In many ways, convertible bonds are financial instruments that appeal to investors who like a certain corporation in terms of growth potential but they are not sure just how much they trust their judgment.

While bond holders are lenders of money to corporations, earning interest as their incentive, convertible bond holders have those traditional benefits plus the possibility of converting bonds to equity, changing their status from lender to owner of common stock shares in the company; thus the term convertible bonds, meaning converting from debt holder to ownership.

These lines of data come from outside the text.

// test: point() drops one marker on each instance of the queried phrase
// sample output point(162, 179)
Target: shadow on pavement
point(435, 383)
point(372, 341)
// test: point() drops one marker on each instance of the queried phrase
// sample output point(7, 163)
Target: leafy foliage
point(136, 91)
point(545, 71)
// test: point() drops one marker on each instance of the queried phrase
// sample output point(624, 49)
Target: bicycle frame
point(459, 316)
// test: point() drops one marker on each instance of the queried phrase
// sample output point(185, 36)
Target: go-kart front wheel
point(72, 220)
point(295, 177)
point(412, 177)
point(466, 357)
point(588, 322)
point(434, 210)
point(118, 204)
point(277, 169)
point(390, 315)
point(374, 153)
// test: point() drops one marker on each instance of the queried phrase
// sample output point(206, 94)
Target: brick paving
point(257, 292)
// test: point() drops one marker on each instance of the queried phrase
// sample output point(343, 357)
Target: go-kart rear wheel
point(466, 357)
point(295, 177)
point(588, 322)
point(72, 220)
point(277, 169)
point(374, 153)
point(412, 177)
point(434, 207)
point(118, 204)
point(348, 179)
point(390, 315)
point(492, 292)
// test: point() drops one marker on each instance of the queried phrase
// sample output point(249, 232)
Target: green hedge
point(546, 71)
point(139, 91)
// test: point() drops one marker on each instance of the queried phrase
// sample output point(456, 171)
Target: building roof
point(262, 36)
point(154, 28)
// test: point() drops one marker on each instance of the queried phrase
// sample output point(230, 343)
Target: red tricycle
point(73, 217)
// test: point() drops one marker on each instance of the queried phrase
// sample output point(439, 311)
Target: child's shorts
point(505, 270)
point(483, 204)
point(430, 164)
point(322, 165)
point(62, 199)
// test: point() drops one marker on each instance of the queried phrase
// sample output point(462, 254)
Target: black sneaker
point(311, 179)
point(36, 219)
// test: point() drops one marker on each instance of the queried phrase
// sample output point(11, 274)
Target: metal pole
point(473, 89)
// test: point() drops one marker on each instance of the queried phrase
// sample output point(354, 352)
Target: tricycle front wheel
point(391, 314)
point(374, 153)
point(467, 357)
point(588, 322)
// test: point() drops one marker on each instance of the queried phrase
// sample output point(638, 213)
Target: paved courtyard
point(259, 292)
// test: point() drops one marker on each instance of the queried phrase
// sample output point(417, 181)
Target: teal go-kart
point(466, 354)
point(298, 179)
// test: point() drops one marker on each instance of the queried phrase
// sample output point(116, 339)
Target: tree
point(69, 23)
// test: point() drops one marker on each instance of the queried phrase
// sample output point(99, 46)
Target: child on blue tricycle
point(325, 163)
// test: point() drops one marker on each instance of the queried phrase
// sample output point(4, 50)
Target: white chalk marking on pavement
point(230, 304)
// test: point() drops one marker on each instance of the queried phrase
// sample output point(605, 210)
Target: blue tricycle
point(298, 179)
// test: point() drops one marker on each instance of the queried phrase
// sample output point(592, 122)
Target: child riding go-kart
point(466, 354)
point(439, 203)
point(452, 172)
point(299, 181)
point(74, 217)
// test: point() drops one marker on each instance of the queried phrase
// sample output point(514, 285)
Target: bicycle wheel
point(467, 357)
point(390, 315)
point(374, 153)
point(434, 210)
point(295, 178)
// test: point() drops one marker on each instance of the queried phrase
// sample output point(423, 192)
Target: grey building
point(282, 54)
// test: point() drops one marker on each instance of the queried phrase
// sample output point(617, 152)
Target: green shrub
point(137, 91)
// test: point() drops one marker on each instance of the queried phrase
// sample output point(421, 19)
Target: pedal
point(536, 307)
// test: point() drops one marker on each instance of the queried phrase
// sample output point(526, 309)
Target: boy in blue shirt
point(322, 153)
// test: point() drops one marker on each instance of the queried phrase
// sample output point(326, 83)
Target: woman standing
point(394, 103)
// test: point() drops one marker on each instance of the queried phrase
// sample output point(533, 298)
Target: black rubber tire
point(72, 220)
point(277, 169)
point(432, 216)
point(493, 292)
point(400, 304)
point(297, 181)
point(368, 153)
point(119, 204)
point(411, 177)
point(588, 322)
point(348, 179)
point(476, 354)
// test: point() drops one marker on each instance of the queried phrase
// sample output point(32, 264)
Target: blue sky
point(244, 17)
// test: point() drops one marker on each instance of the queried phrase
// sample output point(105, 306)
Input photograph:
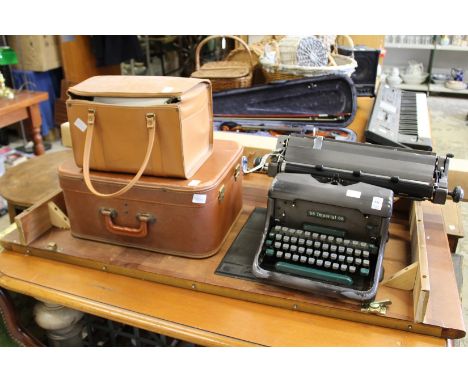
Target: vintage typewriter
point(329, 209)
point(325, 237)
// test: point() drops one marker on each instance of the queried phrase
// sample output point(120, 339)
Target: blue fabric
point(41, 81)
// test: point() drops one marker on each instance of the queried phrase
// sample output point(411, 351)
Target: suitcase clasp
point(221, 193)
point(236, 172)
point(91, 116)
point(150, 120)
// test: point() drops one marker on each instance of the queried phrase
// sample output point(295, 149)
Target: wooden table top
point(31, 181)
point(202, 318)
point(22, 99)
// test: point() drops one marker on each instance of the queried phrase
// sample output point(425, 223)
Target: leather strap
point(150, 125)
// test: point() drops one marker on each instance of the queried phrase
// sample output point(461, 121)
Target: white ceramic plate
point(412, 79)
point(455, 85)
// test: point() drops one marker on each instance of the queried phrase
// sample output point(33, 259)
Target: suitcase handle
point(150, 125)
point(141, 231)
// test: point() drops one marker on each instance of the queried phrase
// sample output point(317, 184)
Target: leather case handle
point(150, 125)
point(141, 231)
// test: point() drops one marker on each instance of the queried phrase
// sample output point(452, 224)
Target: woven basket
point(225, 74)
point(280, 71)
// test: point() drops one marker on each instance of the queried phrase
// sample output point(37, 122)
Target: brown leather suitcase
point(156, 125)
point(185, 217)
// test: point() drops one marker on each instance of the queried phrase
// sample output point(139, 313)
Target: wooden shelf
point(421, 87)
point(442, 89)
point(452, 47)
point(409, 46)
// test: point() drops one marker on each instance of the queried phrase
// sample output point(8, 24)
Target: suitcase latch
point(236, 172)
point(150, 120)
point(221, 193)
point(91, 115)
point(376, 307)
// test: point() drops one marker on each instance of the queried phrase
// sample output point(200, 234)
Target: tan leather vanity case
point(152, 125)
point(186, 217)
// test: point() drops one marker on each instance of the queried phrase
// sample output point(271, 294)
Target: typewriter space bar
point(313, 273)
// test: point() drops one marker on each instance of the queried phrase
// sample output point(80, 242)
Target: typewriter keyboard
point(319, 253)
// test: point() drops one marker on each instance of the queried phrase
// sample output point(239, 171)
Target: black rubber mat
point(238, 260)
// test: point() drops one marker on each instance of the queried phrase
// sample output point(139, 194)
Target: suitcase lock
point(221, 193)
point(236, 172)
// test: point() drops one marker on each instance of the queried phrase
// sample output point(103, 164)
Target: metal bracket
point(376, 307)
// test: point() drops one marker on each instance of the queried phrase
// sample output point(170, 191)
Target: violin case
point(320, 101)
point(183, 217)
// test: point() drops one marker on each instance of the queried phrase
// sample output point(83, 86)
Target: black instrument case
point(327, 100)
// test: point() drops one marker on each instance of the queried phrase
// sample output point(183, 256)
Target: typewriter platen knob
point(457, 194)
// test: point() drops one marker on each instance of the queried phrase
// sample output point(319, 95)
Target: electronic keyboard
point(400, 118)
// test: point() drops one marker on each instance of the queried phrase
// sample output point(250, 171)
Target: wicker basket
point(224, 74)
point(280, 71)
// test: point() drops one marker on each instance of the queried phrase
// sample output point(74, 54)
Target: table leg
point(35, 122)
point(16, 332)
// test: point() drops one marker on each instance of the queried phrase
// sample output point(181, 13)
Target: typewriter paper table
point(210, 319)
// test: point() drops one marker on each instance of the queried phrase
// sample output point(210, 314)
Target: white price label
point(377, 203)
point(199, 198)
point(353, 194)
point(80, 124)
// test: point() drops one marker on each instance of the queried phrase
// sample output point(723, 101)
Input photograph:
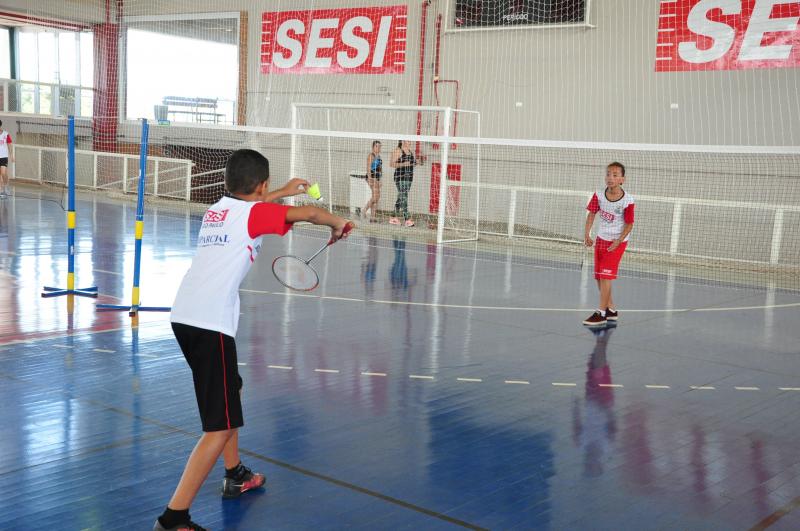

Realize this: The corporations issuing the convertible bonds have a right to convert the bond into a specified number of shares of common stock. At the time the bond is issued, the conversion is detailed with the number of shares that can be converted; the stock price at which the conversion can occur; and the time frame. In other words, it is solely at the discretion of the issuing corporation.

From the investor’s viewpoint, if the company’s shares rise, the bonds do well. If on the other hand, the shares fall in price, the investor continues to receive the semi-annual interest payments and the promise that the securities will be repaid (principal returned) at face value at maturity. Investing in convertible bonds can be an attractive alternative to other financial instruments.

Convertible bonds usually earn a lower interest rate than regular bonds because the theory is that the price of the bond will rise as the value of the underlying stock rises. But proceed with caution. While investing in convertibles does limit your downsize risk, it is at the expense of capping your upside potential.

If you are interested in a company, it may be less expensive and offer greater potential reward to simply buy common shares in the company, rather than purchasing convertible bonds.

Other factors that impact a possible downside to convertible bonds are:
Convertible bonds are callable. This gives the corporation the right to redeem or call the bonds at its own discretion. You will get your initial investment back but the opportunities for gains possible in other investments that could have been made are lost.
The stock price has to reach a target price before you can convert your bonds.
You will receive a lower interest rate on the bond and if the stock declines, the bond price drops. It is possible that interest rates rise and the stock falls.

If you are still uncertain as to whether purchasing convertibles are right for you, consider these facts:
1. When the corporate bonds are issued, they look just like all other corporate bonds but with a lower interest rate. Why? Because convertibles can be converted into stock, so the bond owner potentially benefits from a rise in the price of the common shares.
2. If the stock performs poorly there is no conversion and the investor is stuck with a sub-par interest rate return, probably well below what could be earned on non-convertible corporate bonds.

There is always a trade off between risk and return. Before investing in convertible bonds or any other financial instrument, it is advisable to seek professional counseling. Convertible securities are usually bought by investors who want higher income than what can be received from common stock combined with a greater potential for appreciation than what can be received from regular bonds.

The surest way to invest in such fixed income securities as convertible bonds is through a bond mutual fund offered by reputable securities dealers. Such funds are under the guidance of professional managers whose job it is to have access to extensive research and market information that is usually not readily available to individual investors.

Few investors have the expertise to actively select and monitor the thousands of bonds available. Check with the well-known security firms and others on-line but make certain they produce proof of the performance of their mutual bond funds and offer evidence they have the expertise and integrity to guide you through to a decision.

Tell them you want to know how to save money on transaction fees but compare one response to the other before making a final decision. What about inactivity fees’?

Remember, investments such as convertible bonds are not FDIC insured instruments. The value of your investment can go down or even be lost. There are no guarantees that you will recover your initial investment.